Like sending money to Brussels and getting some sent back unspent, although the timescale is different.
The BoE does not hold index linked gilts as far as I know
Seems slightly surreal to be commenting on arcane accounting for interest issues as we teeter on the brink of war. But I am not a General, Diplomat or Historian….. so I will confine my thoughts to finance.
There are two separate issues; gilts held by the APF and the “inflation uplift” on I/L Gilts.
I think there should be a footnote to whatever number is calculated for interest that records “interest received” on the APF portfolio. This would, I hope, be a “neutral” way to record the fact that the stated interest cost is, in fact, offset by interest received.
I really do think that the inflation uplift should not be recorded as interest. There are two things we want to know about the government debt; how big is it (and how has this changed over the period in question)? What has it cost us to service it?
To me, it is clear that when accounting for the outstanding amount of I/L debt we must use the inflated principal. So, for example if we have £100 of I/L debt today and inflation is 5% then the “amount (principal) owed” will be £105. I think this is straightforward.
If the real rate on the I/L gilt were 1% then the cash paid as interest will be £1.
I would say that my “economic position” has changed by (a) the interest paid (£1) and (b) the increase in the amount owed (£5) … a total of £6.
If you include the inflation uplift as “interest” you get an interest cost of £6 along with an increase in amount owing of £5 to give an overall cost of £11 – ie. “double counting”.
So, all data related to inflation uplift should be displayed with data about the change in amount of debt outstanding. It most definitely IS a cost but it is not interest.
I am musing on that
The trouble is the ONS only uses accruals occasionally and recognising changes in equity, which you propose, is nowhere near their thinking
“(T)he ONS website really does need to be improved so that data can be found…”

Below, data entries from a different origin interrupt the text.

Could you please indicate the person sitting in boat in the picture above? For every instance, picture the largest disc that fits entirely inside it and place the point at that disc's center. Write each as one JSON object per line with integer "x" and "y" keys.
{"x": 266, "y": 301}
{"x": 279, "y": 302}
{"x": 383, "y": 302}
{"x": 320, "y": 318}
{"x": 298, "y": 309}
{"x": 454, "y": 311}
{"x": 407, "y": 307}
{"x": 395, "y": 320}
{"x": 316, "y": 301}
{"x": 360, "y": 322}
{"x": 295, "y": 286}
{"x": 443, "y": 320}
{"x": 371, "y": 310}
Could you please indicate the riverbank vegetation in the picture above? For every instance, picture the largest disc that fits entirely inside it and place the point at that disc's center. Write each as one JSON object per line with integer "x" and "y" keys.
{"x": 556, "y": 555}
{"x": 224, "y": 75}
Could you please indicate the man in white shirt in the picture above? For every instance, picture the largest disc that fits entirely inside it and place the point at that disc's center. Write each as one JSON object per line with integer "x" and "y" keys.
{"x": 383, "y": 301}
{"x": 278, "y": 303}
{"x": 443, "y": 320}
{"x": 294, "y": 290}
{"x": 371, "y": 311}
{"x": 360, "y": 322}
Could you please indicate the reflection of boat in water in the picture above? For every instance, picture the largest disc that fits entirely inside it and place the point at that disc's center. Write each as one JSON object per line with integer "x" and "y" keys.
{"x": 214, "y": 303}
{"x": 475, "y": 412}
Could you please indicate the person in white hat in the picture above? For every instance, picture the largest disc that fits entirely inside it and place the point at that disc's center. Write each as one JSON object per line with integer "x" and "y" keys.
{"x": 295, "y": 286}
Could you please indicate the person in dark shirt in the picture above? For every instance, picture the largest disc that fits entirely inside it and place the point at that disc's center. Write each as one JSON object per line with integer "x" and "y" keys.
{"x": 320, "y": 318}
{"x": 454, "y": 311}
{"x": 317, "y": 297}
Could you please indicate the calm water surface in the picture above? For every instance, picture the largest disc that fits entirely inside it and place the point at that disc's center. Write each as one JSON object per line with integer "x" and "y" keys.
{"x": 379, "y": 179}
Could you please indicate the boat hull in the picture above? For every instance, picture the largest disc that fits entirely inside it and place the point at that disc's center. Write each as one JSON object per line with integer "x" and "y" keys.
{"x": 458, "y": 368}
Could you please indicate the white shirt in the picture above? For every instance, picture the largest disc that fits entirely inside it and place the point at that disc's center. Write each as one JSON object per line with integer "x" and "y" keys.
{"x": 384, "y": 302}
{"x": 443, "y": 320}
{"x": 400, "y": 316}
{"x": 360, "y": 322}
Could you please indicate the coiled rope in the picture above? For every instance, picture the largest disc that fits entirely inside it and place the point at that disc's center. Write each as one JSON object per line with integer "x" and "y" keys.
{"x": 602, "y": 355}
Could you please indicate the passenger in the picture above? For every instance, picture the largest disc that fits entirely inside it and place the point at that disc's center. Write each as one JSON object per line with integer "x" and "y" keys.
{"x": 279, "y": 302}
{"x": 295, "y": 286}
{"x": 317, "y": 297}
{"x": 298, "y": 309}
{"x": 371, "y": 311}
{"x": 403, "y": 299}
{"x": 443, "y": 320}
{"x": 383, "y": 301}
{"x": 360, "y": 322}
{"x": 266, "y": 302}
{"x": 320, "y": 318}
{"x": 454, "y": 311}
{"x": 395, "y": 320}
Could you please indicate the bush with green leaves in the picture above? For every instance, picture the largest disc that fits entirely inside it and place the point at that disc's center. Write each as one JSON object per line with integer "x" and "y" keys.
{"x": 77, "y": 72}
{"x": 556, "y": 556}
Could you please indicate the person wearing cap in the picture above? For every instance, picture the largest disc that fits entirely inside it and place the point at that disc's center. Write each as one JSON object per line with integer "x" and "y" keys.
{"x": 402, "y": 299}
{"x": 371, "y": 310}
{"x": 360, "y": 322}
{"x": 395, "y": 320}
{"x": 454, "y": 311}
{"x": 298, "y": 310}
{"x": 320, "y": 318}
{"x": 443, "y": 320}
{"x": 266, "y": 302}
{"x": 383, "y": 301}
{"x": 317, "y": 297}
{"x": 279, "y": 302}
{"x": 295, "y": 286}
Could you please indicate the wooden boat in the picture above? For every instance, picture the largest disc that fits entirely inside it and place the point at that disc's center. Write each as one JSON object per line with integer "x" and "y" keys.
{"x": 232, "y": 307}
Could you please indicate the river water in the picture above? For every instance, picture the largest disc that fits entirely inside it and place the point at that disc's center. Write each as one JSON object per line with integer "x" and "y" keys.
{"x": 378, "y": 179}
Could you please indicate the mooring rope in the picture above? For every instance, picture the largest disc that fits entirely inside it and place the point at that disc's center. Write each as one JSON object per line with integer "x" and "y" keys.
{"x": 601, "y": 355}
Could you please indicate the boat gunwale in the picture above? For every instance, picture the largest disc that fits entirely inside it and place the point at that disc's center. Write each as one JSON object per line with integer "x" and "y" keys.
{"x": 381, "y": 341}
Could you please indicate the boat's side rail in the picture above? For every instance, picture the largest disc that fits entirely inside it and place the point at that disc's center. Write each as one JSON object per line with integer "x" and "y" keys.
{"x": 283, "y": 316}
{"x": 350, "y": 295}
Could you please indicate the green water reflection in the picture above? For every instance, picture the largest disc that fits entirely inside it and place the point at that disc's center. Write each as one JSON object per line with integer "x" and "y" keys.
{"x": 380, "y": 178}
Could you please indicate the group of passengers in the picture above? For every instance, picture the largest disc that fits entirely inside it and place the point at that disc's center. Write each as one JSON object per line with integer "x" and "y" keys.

Thank you for pointing this out. I’m surprised there isn’t a national outcry over the poor quality of online official statistics in the UK.
Information is often difficult to find, presented in extremely user-unfriendly formats or made public in huge, unwieldy and undigestible cartloads.
The comparison with many official US government websites is truly embarrassing.
I can’t help feeling that this problem reflects the UK’s lack of genuine democracy and the governing elite’s preference for operating in secret as much as possible.
I think it a scandal…..
What to make of this on the BBC news App?
Inflation sends UK debt interest payments higher https://www.bbc.co.uk/news/business-60431535
or this, which is recycled regularly:
Coronavirus: Where does the government borrow billions from? https://www.bbc.co.uk/news/business-50504151
Deliberate misinformation
Thank you, Richard. That’s what I thought.